Things change at least marginally for Milo with the introduction of Sophie (Chloe Levine), a girl about Milo’s age, who moves into his building. Sophie lives with her abusive grandfather and is a cutter, slashing her arms with a razor blade in order to feel something. While Milo manages to freak her out multiple times—trying to drink the blood from her arm and showing her videos of animals being slaughtered—the two eventually form a sort of bond. For her, Milo is someone who can and will accept her and give her a way to stay out of the abusive clutches of her grandfather.

I’m not going to go further into the plot, because it’s not so much a plot as it is a sort of character study of Milo. The Transfiguration wants us to perhaps understand him and sympathize with him, but Milo might not really be someone we are capable of understanding in any real way.

The Transfiguration is not an easy watch. It is very slow, but not really a slow burn movie in any real sense. A great deal of it is about this mental and emotional change that Milo is going through, but Milo, because of who and how he is, has the flat affect of someone deeply in the throes of schizophrenia. We don’t get a great deal of emotional connection to Milo because he appears to be incapable of emotional connection to anyone despite his friendship with Sophie and his more or less normal relationship with his brother Lewis (Aaron Clifton Moten).

This is both the biggest strength and weakness of the film. Milo’s emotional deadness infects the entire film since it is more or less his story and from his point of view. It gives the film a truly disturbing edge, a sort of unclear tension that hangs over it that never feels resolved, like the last note of a musical piece that never gets played. That tension that gives this film such a disturbing feel also makes it difficult to watch.
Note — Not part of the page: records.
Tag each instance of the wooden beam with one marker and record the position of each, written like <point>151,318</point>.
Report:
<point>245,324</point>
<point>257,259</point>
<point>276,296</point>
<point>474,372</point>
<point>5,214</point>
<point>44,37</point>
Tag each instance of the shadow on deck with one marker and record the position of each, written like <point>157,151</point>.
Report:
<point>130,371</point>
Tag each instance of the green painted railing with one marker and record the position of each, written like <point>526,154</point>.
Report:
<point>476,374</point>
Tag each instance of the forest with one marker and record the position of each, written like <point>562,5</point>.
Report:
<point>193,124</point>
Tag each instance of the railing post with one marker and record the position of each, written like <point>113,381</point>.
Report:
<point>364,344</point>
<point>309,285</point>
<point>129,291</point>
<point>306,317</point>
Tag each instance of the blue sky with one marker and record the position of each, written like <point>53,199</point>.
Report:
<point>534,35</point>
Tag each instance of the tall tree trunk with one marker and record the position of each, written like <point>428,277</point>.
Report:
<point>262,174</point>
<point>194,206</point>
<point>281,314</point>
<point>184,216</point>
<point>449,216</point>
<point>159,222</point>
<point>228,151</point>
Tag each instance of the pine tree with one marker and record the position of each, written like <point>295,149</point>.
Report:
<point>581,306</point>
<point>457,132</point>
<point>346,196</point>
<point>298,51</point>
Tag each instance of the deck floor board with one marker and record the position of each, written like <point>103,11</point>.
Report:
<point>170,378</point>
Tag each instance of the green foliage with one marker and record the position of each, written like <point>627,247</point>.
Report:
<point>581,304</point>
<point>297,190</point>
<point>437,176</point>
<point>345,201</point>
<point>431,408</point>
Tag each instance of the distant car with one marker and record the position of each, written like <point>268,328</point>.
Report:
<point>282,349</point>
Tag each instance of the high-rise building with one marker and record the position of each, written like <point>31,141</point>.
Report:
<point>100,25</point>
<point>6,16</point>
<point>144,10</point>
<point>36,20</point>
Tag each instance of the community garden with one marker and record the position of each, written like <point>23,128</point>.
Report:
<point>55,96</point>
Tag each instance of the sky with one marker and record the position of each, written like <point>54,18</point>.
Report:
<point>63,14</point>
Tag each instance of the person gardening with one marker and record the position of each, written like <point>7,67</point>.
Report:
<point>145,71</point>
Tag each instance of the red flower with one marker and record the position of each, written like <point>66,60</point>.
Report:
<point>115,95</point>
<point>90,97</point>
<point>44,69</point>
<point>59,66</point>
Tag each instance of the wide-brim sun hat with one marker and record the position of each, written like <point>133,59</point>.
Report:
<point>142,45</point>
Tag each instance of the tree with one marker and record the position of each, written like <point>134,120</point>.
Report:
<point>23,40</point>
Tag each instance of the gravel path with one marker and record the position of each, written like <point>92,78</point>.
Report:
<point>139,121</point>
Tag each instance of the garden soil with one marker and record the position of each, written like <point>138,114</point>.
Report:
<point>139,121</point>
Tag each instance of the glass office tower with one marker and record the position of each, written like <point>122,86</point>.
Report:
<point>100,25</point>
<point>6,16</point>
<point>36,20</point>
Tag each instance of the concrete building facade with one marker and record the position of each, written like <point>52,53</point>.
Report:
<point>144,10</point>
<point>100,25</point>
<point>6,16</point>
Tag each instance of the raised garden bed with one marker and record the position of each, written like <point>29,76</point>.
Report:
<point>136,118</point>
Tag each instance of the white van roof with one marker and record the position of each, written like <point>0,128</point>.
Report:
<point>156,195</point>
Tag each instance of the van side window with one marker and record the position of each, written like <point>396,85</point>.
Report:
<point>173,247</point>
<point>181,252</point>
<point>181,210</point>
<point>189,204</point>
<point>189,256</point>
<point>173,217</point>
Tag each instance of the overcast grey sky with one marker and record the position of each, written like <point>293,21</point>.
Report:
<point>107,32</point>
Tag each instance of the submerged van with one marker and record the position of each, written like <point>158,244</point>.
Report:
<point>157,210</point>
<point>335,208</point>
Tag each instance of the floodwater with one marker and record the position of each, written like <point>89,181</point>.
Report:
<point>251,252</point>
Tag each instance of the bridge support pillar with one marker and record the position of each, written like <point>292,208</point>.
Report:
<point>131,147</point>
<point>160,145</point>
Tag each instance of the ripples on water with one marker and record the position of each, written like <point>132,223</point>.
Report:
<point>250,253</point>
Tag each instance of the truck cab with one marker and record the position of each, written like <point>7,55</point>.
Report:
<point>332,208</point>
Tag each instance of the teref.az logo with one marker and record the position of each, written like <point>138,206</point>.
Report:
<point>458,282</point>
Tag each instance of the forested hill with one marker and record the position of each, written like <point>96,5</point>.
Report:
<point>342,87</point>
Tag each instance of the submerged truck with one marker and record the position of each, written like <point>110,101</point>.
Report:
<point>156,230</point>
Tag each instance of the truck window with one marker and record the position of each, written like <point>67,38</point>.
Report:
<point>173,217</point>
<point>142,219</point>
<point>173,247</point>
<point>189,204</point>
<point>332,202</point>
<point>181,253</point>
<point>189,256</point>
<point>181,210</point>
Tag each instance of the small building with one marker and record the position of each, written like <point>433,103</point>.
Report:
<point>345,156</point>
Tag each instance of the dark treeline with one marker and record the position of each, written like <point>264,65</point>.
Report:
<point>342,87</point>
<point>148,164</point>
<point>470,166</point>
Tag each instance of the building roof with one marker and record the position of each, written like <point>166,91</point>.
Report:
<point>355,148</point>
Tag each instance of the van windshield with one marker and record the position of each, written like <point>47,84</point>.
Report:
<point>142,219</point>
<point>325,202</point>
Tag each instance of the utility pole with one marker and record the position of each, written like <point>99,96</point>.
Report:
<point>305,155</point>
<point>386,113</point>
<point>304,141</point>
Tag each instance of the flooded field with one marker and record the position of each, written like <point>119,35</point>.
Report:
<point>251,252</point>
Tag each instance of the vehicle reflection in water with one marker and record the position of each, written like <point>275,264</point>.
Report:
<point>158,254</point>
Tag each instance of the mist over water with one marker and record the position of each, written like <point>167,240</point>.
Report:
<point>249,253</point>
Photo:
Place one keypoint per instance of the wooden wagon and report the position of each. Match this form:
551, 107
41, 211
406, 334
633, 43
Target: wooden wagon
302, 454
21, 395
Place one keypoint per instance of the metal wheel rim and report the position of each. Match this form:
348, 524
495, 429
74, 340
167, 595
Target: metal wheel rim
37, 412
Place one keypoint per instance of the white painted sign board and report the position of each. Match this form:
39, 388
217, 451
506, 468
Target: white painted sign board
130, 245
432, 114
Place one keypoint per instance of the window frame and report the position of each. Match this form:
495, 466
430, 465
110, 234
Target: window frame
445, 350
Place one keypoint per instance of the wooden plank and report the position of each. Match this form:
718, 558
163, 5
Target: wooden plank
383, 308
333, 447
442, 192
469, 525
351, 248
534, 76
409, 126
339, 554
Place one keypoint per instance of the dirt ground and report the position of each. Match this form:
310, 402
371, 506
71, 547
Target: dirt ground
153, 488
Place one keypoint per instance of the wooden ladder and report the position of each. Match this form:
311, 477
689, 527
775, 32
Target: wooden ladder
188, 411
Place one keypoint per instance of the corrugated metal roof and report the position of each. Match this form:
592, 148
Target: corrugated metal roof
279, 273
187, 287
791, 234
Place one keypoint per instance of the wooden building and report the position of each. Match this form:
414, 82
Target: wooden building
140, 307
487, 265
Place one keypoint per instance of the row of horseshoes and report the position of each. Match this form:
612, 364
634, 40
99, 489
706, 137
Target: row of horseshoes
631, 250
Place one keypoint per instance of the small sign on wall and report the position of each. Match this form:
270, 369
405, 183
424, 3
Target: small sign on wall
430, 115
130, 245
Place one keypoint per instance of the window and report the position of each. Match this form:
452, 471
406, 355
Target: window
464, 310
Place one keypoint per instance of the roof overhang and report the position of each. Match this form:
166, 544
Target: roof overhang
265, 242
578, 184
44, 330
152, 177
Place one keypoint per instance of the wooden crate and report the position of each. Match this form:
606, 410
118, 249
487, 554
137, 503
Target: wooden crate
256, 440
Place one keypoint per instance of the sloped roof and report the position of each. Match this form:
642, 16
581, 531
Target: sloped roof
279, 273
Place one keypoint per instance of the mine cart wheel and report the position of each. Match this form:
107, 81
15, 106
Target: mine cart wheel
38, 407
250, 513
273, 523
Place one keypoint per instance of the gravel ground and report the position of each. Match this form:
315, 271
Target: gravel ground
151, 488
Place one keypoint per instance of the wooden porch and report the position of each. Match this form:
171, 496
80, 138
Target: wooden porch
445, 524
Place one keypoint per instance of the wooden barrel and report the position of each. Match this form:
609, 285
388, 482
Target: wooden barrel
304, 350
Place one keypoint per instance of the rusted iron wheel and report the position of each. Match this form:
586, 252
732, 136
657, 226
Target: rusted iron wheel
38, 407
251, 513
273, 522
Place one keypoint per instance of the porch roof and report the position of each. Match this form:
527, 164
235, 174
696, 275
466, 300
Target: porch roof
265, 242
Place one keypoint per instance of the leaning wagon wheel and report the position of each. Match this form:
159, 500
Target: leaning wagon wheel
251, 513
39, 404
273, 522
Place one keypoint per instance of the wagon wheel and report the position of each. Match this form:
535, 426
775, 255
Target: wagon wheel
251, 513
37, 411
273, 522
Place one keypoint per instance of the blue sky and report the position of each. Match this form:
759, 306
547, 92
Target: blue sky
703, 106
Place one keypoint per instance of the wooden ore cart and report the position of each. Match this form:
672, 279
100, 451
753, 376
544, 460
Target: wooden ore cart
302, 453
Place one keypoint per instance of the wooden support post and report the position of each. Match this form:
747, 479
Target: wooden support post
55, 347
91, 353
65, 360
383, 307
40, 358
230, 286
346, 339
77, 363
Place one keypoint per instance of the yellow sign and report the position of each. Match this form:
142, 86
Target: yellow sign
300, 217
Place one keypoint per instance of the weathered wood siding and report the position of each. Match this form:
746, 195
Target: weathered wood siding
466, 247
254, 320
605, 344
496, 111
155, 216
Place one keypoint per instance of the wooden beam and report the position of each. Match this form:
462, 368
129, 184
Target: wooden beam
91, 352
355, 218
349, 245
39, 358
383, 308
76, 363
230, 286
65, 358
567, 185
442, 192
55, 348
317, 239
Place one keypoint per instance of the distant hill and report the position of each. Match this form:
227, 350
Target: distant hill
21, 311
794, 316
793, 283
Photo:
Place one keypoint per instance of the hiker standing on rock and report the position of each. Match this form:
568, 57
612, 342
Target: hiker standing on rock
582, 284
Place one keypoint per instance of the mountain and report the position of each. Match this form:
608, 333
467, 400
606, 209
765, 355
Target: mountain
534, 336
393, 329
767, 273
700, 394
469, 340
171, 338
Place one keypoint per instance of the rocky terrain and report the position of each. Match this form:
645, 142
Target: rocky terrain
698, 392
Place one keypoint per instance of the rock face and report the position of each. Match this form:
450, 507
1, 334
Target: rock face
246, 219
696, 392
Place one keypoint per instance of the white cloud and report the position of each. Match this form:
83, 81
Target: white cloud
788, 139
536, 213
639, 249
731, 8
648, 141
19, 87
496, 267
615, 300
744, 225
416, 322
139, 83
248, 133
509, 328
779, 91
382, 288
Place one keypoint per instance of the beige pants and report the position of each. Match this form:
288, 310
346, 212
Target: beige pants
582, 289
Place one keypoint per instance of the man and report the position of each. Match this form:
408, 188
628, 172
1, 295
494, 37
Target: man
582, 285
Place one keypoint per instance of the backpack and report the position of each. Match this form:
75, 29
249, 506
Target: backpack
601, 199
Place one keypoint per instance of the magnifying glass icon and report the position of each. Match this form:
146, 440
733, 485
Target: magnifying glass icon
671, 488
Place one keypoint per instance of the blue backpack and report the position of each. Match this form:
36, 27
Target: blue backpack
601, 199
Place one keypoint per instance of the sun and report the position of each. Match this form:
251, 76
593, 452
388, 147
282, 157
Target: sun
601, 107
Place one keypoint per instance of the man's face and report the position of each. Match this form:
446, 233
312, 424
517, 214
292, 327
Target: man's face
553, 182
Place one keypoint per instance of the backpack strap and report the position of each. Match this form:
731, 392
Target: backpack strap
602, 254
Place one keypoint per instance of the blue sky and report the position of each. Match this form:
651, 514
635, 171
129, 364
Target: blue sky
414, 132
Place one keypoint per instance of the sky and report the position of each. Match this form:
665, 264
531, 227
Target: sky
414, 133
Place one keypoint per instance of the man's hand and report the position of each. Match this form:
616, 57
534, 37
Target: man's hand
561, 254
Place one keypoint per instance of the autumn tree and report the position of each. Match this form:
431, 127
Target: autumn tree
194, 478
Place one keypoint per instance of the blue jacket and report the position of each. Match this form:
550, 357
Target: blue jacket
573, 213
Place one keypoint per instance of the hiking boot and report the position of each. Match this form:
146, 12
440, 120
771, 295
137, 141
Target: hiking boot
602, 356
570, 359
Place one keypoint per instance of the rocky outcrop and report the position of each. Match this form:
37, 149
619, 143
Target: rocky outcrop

It’s hard to become emotionally involved with characters who don’t feel emotionally involved in their own lives.

Make no mistake, though, The Transfiguration is a truly disturbing film. Much of that comes from the simple fact that Milo is who we have as a sympathetic character and he is very much unsympathetic in many ways. It’s easy to feel sorry for him as a bullied loner, yet it is clear from the opening scene that he is both a killer and completely cold-blooded about it. In that sense, this is more reminiscent of Peeping Tom than it is even a vampire-related film like Martin.

The Transfiguration is a hard film to like. I very much respect what it is doing or trying to do, even if doing so makes for a very unpleasant film all the way through.

Why to watch The Transfiguration: It is coldly and straightforwardly disturbing.
Why not to watch: It has a completely flat affect that, while intentional, makes it hard to watch at times.